More students than ever, of all ethnic backgrounds and ages, attend college. The world's best, most ambitious students flock to American universities. Most young people and their parents believe that college and, perhaps, graduate school are extremely desirable.
Yet slowly but perceptibly, this faith has been eroding - even before the recent college-loan scandal. Stratospheric college costs, coupled with a surprisingly widespread belief in educational mismanagement and the accurate perception that all young people do not have equal access to college, have led ever more Americans to believe that something has gone seriously awry with the once-vaunted system of U.S. higher education.
A new Public Agenda study, "Squeeze Play: How Parents and the Public Look at Higher Education Today," finds deep and growing worries about many aspects of U.S. higher education.

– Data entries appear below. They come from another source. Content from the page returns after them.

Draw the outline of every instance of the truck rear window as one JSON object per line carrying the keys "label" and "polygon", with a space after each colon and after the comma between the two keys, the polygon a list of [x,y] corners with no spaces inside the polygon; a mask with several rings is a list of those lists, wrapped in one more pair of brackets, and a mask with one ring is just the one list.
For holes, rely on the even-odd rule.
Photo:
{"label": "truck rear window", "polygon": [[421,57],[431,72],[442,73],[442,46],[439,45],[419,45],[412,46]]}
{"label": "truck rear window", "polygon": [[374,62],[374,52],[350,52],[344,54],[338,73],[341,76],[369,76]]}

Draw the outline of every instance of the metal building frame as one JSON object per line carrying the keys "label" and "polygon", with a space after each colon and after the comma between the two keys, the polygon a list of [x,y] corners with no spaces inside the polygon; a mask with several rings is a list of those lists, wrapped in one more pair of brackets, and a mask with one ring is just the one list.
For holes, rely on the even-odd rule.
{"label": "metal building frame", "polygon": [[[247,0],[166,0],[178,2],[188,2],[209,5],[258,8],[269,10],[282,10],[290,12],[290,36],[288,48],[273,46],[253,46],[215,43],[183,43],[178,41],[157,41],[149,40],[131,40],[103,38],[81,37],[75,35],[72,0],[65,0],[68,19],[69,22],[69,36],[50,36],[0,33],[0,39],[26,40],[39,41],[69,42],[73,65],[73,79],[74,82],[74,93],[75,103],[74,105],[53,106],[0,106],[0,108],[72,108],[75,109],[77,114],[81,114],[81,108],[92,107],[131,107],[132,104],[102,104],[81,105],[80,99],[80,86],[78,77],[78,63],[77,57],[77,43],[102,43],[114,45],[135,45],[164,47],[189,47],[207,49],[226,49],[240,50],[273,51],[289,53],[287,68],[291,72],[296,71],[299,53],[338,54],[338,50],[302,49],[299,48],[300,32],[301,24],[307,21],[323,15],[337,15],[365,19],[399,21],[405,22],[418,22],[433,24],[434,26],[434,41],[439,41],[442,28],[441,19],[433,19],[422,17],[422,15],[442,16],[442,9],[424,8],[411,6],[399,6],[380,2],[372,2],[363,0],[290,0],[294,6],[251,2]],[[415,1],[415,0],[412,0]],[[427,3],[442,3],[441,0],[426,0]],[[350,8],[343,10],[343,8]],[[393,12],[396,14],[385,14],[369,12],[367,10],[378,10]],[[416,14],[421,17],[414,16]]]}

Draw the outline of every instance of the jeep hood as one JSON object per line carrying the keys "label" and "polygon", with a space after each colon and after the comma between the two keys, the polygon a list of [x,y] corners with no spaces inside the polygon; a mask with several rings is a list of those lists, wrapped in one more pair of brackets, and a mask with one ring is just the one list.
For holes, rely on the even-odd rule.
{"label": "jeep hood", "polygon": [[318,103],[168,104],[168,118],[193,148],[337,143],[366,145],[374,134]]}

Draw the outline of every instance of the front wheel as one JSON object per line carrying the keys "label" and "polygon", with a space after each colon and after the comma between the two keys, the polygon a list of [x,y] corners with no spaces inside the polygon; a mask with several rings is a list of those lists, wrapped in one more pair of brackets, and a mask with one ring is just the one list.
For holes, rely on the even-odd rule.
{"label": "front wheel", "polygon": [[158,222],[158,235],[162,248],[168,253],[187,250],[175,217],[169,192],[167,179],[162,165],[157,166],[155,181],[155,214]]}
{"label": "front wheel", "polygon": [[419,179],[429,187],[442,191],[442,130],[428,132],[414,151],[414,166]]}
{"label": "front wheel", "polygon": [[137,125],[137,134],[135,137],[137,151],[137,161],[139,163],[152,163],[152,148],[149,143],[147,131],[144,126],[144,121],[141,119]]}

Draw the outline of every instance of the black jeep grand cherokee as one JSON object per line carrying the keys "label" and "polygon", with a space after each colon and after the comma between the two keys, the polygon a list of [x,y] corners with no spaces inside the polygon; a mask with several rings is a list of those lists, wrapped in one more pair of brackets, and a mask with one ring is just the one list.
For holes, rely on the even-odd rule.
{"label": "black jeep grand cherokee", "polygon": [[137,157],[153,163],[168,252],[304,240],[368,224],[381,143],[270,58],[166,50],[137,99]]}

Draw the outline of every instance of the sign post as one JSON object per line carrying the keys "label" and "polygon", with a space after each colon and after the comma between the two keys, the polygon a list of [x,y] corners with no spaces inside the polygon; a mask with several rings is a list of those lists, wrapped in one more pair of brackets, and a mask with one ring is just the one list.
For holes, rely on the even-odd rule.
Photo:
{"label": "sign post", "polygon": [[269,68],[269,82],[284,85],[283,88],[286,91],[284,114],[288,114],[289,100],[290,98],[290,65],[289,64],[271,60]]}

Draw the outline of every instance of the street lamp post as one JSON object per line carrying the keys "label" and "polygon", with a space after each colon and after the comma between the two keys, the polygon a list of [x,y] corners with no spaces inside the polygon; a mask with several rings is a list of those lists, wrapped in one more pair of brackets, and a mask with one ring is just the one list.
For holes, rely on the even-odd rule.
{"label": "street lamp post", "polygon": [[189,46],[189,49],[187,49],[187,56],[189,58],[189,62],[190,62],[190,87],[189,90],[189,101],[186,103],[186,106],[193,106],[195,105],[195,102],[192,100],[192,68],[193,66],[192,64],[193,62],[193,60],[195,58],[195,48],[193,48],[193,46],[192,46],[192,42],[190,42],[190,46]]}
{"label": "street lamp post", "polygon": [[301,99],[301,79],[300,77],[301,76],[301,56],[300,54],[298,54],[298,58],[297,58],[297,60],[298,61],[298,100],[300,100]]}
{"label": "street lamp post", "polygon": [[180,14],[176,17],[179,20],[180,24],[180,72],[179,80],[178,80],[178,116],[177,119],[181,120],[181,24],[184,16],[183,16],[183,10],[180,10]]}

Rapidly rising costs are high on many Americans' lists of complaints. Public Agenda found that 76 percent of parents are more than a little worried about tuition bills, and only 44 percent believe students get their money's worth. Nearly four-fifths of Americans think students have to borrow too much for college.
Most troubling for a nation that has prided itself on its belief in upward mobility, the percentage who say that many qualified, motivated students do not have the opportunity to attend college has risen sharply, from 45 percent in 1998 to 62 percent today.
Such beliefs are disproportionately common among black and Hispanic parents.
Although Americans still give colleges generally high marks for quality, higher education is increasingly perceived less as a noble purveyor of knowledge and skills than as a business. Fifty-two percent said that colleges "mainly care about the bottom line," with 44 percent blaming "waste and mismanagement" and 46 percent fingering cutbacks in state aid.
These streams of discontent led nearly half the people surveyed to call for their states' higher-education systems to be "fundamentally overhauled." Americans are divided about raising taxes for higher education, yet 75 percent believe it is a very high priority to make more grants and tax breaks available to students, and many believe that less-expensive community colleges should be expanded.
Americans recognize the importance of a college education, but the halcyon days of the mid- to late 20th century, which contributed to higher education's enormous public esteem, are waning. The clear message is: Americans still value higher education, but the love affair is not the passionate romance that it once was.
Defenders of the higher-education status quo need to make college more affordable, restore more equitable access and ensure that students and parents - their consumers - feel their hard-earned dollars are used as fairly and effectively as possible.
If higher-education and education policy leaders do not respond to this growing discontent, we may be in for a new era of campus protests - one in which students are joined by their parents in besieging campus administrators with demands for accountability and reform.